Using the matrix editor, create a 3 x 5 matrix [A] and a 5 x 2 matrix [B], and compute [A]*[B] from the home screen.
Notice that a matrix M whose size is n x m can be multiplied by itself only if n = m. Such matrices are called square matrices, for obvious reasons, and they play an important role in matrix multiplication.
Remark.
The "row by column" rule of multiplying matrices should be shown to students because it explains which matrices can be multiplied by each other, and which cannot. But practice with calculating matrices by hand should not be given.
If we multiply three matrices A, B, and C, having sizes n x m, m x k, and k x l, then
(A * B) * C = A * (B * C),
and the result is an n x l matrix. So we can change the order in which the operations are performed. But we cannot change the order of the matrices themselves.

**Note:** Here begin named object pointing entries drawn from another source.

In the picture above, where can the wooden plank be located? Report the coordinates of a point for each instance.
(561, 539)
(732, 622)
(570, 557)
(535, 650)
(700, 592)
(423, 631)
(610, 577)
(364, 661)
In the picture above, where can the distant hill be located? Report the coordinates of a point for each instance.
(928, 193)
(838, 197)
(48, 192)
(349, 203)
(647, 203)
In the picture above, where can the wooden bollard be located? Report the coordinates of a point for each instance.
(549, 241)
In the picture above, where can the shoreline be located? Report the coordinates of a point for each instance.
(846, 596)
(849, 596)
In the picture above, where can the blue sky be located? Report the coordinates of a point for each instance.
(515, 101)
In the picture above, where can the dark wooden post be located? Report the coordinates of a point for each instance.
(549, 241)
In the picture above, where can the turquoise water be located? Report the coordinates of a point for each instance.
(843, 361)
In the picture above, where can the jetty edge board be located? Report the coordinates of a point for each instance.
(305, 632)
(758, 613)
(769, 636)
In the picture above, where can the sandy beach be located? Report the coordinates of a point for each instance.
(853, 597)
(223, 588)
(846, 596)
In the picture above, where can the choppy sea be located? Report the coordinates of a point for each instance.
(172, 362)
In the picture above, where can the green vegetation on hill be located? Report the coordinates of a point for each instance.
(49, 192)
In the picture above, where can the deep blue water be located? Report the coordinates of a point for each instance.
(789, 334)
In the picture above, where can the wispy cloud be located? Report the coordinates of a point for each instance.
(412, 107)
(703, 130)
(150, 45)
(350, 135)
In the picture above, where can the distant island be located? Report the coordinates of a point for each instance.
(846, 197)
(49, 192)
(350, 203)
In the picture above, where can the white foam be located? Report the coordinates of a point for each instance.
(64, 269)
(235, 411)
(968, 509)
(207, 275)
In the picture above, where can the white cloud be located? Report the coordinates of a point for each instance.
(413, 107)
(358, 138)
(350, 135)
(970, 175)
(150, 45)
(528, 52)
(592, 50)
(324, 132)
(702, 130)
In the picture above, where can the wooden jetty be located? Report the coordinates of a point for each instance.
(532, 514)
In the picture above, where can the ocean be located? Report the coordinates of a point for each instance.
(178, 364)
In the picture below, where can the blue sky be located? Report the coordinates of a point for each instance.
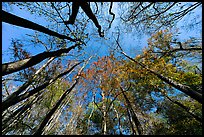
(132, 46)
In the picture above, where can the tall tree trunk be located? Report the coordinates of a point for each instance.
(52, 111)
(104, 114)
(27, 84)
(11, 67)
(7, 103)
(185, 89)
(18, 21)
(134, 116)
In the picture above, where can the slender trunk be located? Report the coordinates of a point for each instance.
(27, 84)
(104, 114)
(7, 103)
(52, 111)
(185, 89)
(186, 109)
(119, 124)
(134, 116)
(18, 21)
(130, 119)
(11, 67)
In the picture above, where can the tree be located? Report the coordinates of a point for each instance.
(66, 88)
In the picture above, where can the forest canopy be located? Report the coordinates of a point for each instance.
(102, 68)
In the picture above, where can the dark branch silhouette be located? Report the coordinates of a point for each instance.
(12, 101)
(18, 21)
(86, 8)
(11, 67)
(184, 88)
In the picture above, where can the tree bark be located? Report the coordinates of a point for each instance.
(7, 103)
(18, 21)
(52, 111)
(183, 88)
(11, 67)
(27, 84)
(134, 117)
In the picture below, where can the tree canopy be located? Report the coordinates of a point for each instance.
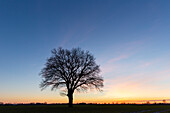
(73, 69)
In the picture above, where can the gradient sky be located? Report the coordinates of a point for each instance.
(130, 40)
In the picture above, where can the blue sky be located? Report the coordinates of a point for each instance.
(129, 39)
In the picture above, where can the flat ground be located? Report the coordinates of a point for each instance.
(86, 109)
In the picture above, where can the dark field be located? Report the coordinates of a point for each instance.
(86, 109)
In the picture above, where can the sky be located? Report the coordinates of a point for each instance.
(129, 39)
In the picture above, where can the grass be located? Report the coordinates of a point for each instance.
(85, 109)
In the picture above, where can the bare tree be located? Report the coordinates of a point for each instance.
(72, 70)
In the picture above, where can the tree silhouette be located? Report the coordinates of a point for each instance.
(72, 70)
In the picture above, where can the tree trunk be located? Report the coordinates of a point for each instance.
(70, 98)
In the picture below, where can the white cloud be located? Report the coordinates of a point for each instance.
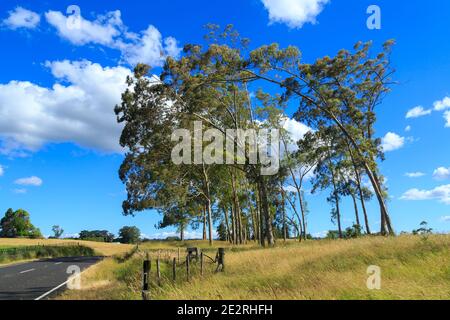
(188, 235)
(415, 174)
(447, 118)
(80, 111)
(417, 112)
(296, 131)
(103, 30)
(441, 193)
(392, 141)
(149, 48)
(22, 18)
(20, 191)
(442, 104)
(441, 173)
(321, 234)
(108, 30)
(30, 181)
(290, 189)
(294, 13)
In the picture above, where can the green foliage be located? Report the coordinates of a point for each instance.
(423, 230)
(17, 224)
(129, 235)
(353, 232)
(222, 232)
(97, 235)
(57, 231)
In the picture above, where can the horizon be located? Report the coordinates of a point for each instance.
(59, 149)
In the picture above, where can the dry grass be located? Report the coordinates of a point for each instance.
(412, 268)
(106, 249)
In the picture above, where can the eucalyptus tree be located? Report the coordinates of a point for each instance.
(342, 91)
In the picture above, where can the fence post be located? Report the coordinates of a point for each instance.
(146, 280)
(188, 267)
(220, 257)
(201, 263)
(174, 269)
(158, 272)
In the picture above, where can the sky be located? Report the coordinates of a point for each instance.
(61, 77)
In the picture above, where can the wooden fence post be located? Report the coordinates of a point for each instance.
(188, 267)
(158, 272)
(201, 263)
(174, 269)
(220, 259)
(146, 280)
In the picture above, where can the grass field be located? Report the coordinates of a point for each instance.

In general A * B ≠ B * A, even when both products are defined. So property (2) of multiplication of numbers given above only partly generalizes.
The concept of one, as a unit of multiplication, generalizes as follows:
A square matrix, n x n, which has 1's on the diagonal that go from the top left to the bottom right, and zeros everywhere else, plays the role of 1.
Example.
[[1 2] [[1 0] [[1 2]
[3 4] * [0 1]] = [3 4]
[5 6]] [5 6]]
and
[[1 0 0] [[1 2] [[1 2]
[0 1 0] * [3 4] = [3 4]
[0 0 1]] [5 6]] [5 6]]
Only square matrices can have reciprocals, but not every square matrix has a reciprocal. Computing a reciprocal is complex, and students should only do it using calculators. Property (6), multiplying a number by its reciprocal yields 1, holds for reciprocals.
Task.
Use the matrix editor to enter a few 3 x 3 matrices, and try to compute their reciprocals using the reciprocal key from the home screen.

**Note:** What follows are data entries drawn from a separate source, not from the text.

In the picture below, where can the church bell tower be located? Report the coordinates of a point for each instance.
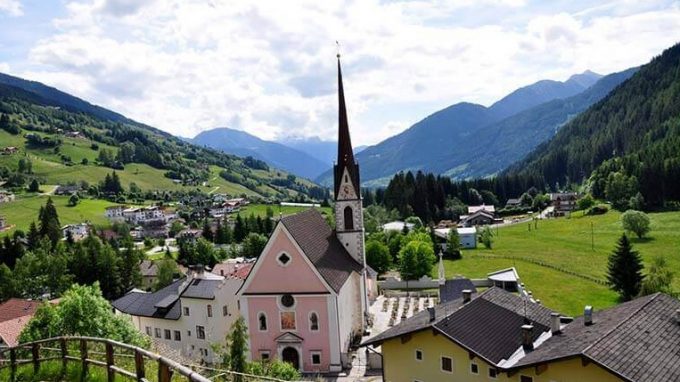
(349, 219)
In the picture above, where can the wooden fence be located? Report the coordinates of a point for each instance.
(96, 352)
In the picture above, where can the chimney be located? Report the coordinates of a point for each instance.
(527, 337)
(431, 311)
(555, 323)
(588, 315)
(467, 295)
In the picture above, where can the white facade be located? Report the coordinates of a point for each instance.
(202, 323)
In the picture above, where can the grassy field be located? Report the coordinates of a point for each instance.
(566, 244)
(25, 209)
(261, 210)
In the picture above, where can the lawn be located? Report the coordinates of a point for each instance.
(261, 210)
(24, 210)
(566, 244)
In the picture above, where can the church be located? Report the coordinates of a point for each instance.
(305, 299)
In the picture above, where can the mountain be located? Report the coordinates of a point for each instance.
(70, 140)
(466, 140)
(243, 144)
(627, 142)
(543, 91)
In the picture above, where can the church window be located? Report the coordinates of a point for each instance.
(287, 300)
(262, 319)
(313, 322)
(349, 218)
(283, 259)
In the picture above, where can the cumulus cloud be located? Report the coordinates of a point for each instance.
(11, 7)
(268, 67)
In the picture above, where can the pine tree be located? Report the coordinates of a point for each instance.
(207, 231)
(238, 345)
(240, 230)
(49, 222)
(624, 272)
(34, 236)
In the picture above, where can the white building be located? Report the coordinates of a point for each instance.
(189, 315)
(78, 231)
(397, 226)
(467, 235)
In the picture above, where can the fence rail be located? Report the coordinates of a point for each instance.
(77, 349)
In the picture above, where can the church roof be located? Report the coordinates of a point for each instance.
(345, 152)
(318, 241)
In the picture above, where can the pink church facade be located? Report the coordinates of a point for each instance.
(305, 299)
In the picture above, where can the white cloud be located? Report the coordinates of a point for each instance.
(11, 7)
(268, 67)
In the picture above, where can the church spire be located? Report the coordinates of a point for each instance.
(345, 154)
(345, 160)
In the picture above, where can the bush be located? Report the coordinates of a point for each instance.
(599, 209)
(636, 222)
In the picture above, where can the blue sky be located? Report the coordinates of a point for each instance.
(267, 67)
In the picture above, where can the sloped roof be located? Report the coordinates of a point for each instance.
(637, 340)
(145, 304)
(318, 242)
(453, 289)
(489, 325)
(16, 307)
(11, 329)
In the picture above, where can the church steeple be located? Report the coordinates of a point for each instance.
(345, 163)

When we combine addition and multiplication of matrices, property (7) above holds.
Finally, the concept of positive, zero, and negative numbers has a corresponding concept for square matrices. Every square matrix M has a number associated with it that is called its determinant, Det(M). A square matrix M has an inverse if and only if Det(M) ≠ 0. Also the determinant of a product of two square matrices is the product of their determinants, Det(M*N) = Det(M)*Det(N).
Final remarks.
This analysis shows that a student with a good knowledge of arithmetic and a rudimentary knowledge of algebra can learn how to use matrices rather easily, providing that he/she has access to a calculator or computer that makes the actual computation easy.
Before the availability of modern technology, matrices were taught as a part of algebra,
and not as an extension of arithmetic, because the arithmetic aspects were too tedious for hand calculation. But this limitation is no longer valid.